Anna è una giovane donna che vive e lavora sola in una città lontana da casa. È una grigia impiegata e la sua vita è scandita da polvere e scartoffie. Fino all’incontro che le stravolgerà la vita. In un crescendo delirante e a tratti tragicomico, Anna si confronterà con il suo passato e i suoi fantasmi. Anna cappelli è una vittima; vittima del suo passato, vittima degli uomini, della condizione della donna negli anni ’60. Viene spinta alle estreme conseguenze della follia da un mondo che si rifiuta di comprendere e che non ha la forza di combattere. Anna vorrebbe lottare, emanciparsi, ma non ha gli strumenti per farlo. Vorrebbe non diventare mai come la vecchia signora con cui vive o come le colleghe di lavoro che non sopporta, ma non ci riesce, le manca la forza necessaria. E così non può che cedere ai suoi limiti, ai suoi impulsi, alla pazzia.

Note di regia

L’amore che Anna dedica al suo uomo rientra nel concetto di fusione, di possesso. Il sentimento che lei prova per Tonino è qualcosa di forte, profondo, connaturato e atavico. La dinamica relativa alla sua possessività è frutto del suo bagaglio personale, nonché socio-culturale. La parola “amore” viene interpretata nel senso di a-mors, dal latino “senza morte”, quasi a sottolineare l’intensità senza fine di questo potentissimo sentimento: Anna vuole Tonino in maniera per l’eternità.

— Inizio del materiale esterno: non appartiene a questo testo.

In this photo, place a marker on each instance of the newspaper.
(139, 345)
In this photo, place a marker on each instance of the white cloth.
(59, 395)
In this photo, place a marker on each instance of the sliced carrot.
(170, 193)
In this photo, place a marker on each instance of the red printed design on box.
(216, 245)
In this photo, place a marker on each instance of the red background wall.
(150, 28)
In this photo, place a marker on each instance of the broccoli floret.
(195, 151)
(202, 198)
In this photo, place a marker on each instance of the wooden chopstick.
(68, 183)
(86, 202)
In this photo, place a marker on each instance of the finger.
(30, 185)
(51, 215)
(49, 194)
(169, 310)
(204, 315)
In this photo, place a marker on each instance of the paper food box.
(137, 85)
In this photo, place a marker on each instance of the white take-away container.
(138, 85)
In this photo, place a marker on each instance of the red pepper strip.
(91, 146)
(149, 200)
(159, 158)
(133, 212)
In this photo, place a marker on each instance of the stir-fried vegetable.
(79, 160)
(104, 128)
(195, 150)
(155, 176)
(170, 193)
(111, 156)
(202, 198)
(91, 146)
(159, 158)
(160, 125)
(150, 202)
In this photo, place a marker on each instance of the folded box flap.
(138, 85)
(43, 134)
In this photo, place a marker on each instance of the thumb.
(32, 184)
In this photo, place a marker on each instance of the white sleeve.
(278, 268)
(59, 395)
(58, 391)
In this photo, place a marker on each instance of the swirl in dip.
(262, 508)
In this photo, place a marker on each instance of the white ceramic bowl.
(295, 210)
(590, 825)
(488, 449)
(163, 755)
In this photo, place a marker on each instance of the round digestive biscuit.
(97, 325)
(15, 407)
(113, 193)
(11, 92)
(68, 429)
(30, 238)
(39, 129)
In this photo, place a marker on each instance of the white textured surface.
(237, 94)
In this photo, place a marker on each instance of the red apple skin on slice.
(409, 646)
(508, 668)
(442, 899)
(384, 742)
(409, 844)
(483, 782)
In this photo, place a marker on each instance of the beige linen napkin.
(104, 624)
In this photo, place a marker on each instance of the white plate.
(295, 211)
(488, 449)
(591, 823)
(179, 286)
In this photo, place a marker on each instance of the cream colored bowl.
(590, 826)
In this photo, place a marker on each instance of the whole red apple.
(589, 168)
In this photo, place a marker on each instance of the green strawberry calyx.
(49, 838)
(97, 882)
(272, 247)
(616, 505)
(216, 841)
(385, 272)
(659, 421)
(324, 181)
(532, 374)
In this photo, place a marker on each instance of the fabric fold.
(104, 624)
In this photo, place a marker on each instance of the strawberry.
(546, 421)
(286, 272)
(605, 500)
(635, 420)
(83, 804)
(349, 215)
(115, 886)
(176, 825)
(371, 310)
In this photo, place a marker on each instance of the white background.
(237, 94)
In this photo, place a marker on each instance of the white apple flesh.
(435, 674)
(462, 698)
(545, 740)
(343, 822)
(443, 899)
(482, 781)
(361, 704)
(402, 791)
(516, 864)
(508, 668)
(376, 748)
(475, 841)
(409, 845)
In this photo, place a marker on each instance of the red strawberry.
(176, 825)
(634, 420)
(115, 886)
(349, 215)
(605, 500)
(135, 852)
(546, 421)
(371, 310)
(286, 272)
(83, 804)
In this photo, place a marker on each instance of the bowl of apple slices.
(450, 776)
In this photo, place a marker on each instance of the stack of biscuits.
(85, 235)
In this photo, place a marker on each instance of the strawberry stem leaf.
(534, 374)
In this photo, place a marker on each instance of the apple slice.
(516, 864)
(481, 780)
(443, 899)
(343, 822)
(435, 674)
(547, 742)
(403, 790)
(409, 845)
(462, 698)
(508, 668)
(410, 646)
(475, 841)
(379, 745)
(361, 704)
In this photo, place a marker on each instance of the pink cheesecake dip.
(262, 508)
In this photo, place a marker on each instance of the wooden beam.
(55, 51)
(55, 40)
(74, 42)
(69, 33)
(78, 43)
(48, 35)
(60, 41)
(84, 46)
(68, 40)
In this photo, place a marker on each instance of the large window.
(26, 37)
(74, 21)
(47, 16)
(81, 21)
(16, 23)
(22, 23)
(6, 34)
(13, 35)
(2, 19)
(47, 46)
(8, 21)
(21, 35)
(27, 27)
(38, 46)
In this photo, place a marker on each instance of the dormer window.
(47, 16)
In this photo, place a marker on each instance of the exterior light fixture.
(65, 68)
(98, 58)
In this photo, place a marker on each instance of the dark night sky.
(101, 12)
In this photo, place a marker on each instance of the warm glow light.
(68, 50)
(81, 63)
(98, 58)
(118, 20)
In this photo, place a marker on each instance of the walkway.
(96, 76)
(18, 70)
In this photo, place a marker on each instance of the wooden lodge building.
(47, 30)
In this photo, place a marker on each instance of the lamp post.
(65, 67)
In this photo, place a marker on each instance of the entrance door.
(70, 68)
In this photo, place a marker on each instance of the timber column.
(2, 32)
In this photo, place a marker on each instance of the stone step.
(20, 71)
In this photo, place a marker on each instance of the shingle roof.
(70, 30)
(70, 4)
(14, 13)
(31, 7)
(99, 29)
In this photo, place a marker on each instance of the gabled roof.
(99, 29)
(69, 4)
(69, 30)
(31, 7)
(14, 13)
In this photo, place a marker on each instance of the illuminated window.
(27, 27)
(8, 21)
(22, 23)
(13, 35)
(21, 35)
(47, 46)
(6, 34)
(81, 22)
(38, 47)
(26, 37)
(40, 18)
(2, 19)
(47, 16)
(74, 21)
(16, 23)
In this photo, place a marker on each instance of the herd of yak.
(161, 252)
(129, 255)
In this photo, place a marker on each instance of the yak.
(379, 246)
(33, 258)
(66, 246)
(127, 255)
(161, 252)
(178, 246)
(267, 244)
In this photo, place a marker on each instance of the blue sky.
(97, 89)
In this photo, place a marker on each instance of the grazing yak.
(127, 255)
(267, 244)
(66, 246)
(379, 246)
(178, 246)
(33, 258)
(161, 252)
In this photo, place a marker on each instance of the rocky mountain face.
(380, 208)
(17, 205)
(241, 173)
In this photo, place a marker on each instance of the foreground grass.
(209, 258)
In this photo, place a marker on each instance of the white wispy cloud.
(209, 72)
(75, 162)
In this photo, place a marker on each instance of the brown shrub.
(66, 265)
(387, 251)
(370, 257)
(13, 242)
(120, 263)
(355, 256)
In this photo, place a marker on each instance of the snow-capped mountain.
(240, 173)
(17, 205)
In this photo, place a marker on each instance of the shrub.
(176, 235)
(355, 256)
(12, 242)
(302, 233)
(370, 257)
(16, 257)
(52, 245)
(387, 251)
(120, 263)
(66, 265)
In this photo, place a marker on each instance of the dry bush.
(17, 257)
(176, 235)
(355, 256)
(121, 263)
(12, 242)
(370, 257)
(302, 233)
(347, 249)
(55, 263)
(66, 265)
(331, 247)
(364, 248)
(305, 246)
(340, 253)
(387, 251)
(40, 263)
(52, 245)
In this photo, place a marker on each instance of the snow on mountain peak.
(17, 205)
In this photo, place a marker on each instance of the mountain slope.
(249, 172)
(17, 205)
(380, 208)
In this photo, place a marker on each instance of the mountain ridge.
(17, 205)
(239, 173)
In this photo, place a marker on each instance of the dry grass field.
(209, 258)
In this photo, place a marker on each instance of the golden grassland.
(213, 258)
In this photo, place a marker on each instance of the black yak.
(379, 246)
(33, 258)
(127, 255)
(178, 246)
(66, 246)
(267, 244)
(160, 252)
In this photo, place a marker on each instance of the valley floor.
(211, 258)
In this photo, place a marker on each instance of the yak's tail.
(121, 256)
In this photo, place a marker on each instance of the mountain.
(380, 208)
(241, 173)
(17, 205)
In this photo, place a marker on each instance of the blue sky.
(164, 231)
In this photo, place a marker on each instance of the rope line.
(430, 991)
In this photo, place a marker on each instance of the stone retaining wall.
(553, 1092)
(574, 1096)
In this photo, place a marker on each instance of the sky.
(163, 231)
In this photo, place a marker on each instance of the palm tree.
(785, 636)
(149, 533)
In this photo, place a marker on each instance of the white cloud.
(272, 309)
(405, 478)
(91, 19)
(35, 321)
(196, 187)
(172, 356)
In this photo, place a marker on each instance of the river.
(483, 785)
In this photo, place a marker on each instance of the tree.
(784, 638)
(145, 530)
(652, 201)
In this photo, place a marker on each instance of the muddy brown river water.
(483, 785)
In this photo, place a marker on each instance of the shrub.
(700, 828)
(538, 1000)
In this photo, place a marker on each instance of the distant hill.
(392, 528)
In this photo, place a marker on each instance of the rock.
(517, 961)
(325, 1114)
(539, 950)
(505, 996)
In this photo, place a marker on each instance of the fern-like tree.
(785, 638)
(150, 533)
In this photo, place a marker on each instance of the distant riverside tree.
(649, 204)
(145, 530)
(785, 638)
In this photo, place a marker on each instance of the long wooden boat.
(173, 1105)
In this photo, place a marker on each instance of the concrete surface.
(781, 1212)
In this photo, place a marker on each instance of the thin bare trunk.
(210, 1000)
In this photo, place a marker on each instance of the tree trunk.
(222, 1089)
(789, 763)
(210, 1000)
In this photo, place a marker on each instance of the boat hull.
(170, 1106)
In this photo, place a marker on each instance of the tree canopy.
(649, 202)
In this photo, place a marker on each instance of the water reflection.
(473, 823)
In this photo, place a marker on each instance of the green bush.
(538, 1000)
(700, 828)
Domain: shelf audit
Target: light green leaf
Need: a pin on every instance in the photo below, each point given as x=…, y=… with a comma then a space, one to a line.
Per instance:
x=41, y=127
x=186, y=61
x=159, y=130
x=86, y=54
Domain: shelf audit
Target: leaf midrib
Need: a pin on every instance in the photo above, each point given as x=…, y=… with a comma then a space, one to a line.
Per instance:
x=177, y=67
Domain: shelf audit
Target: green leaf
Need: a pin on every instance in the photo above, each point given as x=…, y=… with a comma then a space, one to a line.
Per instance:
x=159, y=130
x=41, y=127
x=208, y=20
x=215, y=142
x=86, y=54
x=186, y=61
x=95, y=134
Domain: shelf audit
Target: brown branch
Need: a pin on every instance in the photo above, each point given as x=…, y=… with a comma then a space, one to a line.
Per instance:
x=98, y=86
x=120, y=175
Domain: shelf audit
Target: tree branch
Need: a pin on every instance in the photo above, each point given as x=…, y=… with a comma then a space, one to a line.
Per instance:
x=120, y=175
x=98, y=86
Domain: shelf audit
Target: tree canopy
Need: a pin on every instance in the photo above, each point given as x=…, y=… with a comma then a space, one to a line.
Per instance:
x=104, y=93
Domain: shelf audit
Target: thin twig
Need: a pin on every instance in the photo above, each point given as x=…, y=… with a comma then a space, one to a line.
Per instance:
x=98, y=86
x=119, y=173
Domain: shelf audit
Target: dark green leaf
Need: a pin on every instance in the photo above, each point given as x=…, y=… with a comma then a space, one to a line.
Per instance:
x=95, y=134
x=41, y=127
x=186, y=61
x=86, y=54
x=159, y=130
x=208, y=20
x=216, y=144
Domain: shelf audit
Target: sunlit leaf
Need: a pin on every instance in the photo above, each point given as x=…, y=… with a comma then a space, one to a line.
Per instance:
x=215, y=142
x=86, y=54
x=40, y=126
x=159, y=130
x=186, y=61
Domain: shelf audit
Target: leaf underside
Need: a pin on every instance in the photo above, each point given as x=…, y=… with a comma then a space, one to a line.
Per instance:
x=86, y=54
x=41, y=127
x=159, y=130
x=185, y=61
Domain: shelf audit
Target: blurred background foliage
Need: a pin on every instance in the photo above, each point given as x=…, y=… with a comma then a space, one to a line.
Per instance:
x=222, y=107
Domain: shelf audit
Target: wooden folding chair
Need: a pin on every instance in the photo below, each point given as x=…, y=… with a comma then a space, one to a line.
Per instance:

La messa in scena vuole evidenziare il dolore di una donna che al culmine dello shock, si trasforma in pazzia, quel dolore subdolo e devastante dell’abbandono che rende Anna Cappelli vittima delle sue stesse fragilità. Rendere “proprio” l’altro significa portarlo a rispondere a propri bisogni affettivi derivanti dal passato che non potranno mai essere colmati.

Possesso che invade e amore che distrugge: due sentimenti forti che giocano in scena.